En algún rincón del cajón de los recuerdos, perdimos la fe y los buenos propósitos, olvidados al llegar febrero, al igual que las bolsas de regalos, el celofán y las fiestas.
No sé si esta pérdida tan brutal y profunda se ocasionaría mientras nos besábamos apasionadamente en el portal de la casa de nuestra mejor amiga, pegándonos como lapas al noviete con el que sabíamos que nunca nos casaríamos o quizás mientras firmábamos la sentencia de divorcio del hombre que amábamos más que cualquier otra cosa, despechadas y hundidas, con morder de labios y ojos llorosos … Realmente no lo sé, pero lo más seguro, sería que perdiésemos la conciencia mientras depilábamos de afecto fingido el inocente corazón que nos regalaron al nacer, hecho especialmente para nosotros en la fábrica de esperma y latidos humanos.
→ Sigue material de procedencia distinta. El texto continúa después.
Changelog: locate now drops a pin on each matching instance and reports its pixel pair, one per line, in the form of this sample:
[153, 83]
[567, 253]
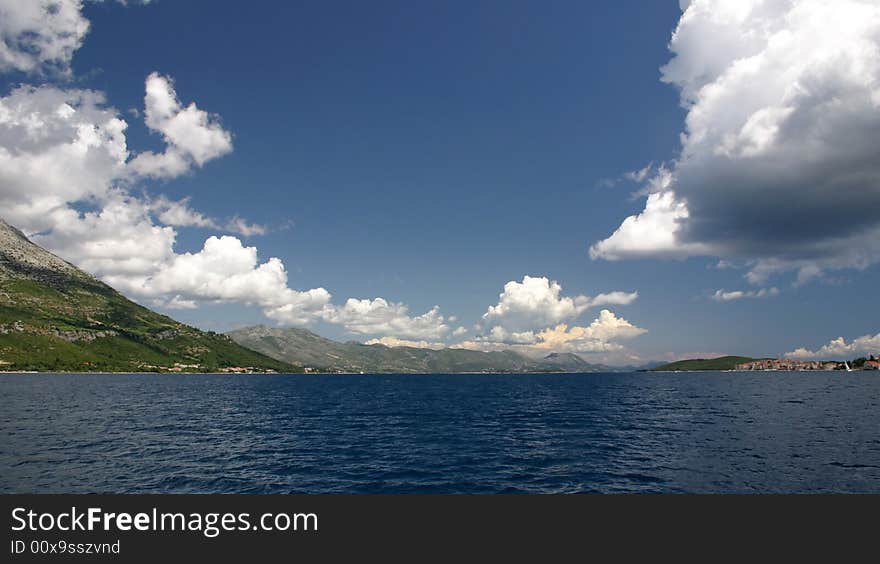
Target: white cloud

Lo cierto es que olvidamos lo que de verdad importa que no son los regalos, ni la comida, sino sentarse juntos para celebrar –eso precisamente– que estamos juntos y nos miramos a los ojos, buscándonos unos a otros.
Cuando los niños dejen el colegio y el instituto, y las guarderías cierren sus puertas, para celebrar los días festivos de la Navidad, sólo nos quedará a nosotras trabajo por hacer y mucho, preparando cenas y comidas familiares, encargando en el súper o en la tienda, lo que no sepamos hacer, o aquello con lo que queremos impresionar a nuestros invitados, trastabillándonos las piernas y los sentidos con niños agarrados a las faldas y cochecitos por delante, riñendo y llevándolos a ver belenes con música enlatada, exactamente igual que en los supermercados, con pastores que mascan chicle en las funciones de fin de trimestre, con profesores nerviosos y expectantes porque todo salga bien, deseosos no de que pasen los días y lleguen las ansiadas vacaciones, sino porque lleguen los sesenta y pasear tranquilos la dorada jubilación.
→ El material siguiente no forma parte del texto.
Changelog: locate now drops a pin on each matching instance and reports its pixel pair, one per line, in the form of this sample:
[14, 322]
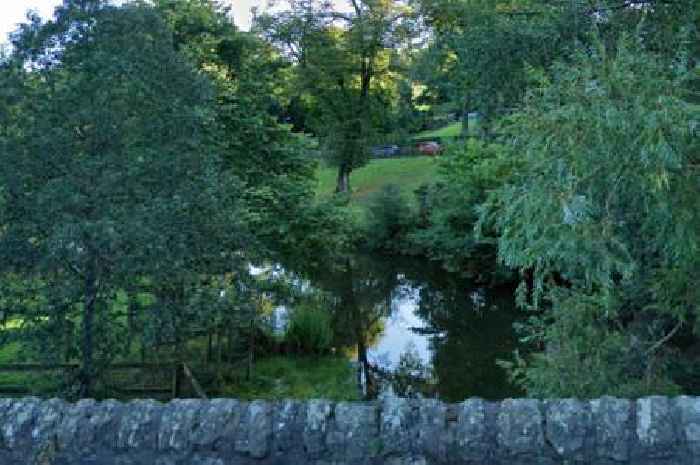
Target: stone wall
[607, 431]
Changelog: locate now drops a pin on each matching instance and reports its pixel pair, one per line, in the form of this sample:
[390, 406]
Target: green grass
[281, 377]
[408, 173]
[447, 132]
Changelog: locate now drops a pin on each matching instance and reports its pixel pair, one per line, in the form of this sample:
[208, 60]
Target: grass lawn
[328, 377]
[448, 132]
[408, 173]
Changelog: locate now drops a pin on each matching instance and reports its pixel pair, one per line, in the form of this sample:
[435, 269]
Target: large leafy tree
[113, 168]
[603, 219]
[342, 61]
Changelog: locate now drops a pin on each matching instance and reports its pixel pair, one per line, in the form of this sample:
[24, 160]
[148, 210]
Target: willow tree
[603, 219]
[112, 168]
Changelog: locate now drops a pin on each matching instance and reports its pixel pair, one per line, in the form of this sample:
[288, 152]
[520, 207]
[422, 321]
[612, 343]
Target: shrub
[389, 218]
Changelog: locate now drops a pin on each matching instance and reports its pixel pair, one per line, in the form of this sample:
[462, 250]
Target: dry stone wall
[606, 431]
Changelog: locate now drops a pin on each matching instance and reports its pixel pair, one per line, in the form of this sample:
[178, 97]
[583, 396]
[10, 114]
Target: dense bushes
[603, 217]
[448, 209]
[440, 223]
[389, 219]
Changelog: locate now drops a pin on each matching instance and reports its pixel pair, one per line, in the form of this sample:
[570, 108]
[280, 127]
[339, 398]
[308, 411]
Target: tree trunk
[343, 183]
[465, 118]
[87, 369]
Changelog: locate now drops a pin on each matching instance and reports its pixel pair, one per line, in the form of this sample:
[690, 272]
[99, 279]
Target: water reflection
[418, 330]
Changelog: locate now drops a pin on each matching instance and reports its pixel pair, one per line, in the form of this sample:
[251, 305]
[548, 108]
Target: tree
[603, 219]
[114, 169]
[272, 163]
[338, 58]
En algún momento –con la casa llena de invitados y la familia a cuestas, con los cuñados bebiéndose nuestro vino y criticando lo horteras que somos– desearemos que venga Papá Noel , que entre de improviso por nuestra chimenea o nuestra ventana, o quizás tan desesperadas estaremos que le dejaremos hasta la puerta entreabierta y después nos fugaremos con él, con ese anglo regordete y risueño, bebedor de ilusiones infantiles y de ojillos picarones, que a buen seguro nos dará un achuchón al irnos a montar en el trineo, sacará del saco de terciopelo unas zapatillas de fieltro y unos tapones para los oídos y horas y horas de deseados sueños, consiguiendo que al despertarnos haya pasado la Navidad, las compras, las comidas y los agobios y sólo queden las risas de los niños y el mejor de los deseos.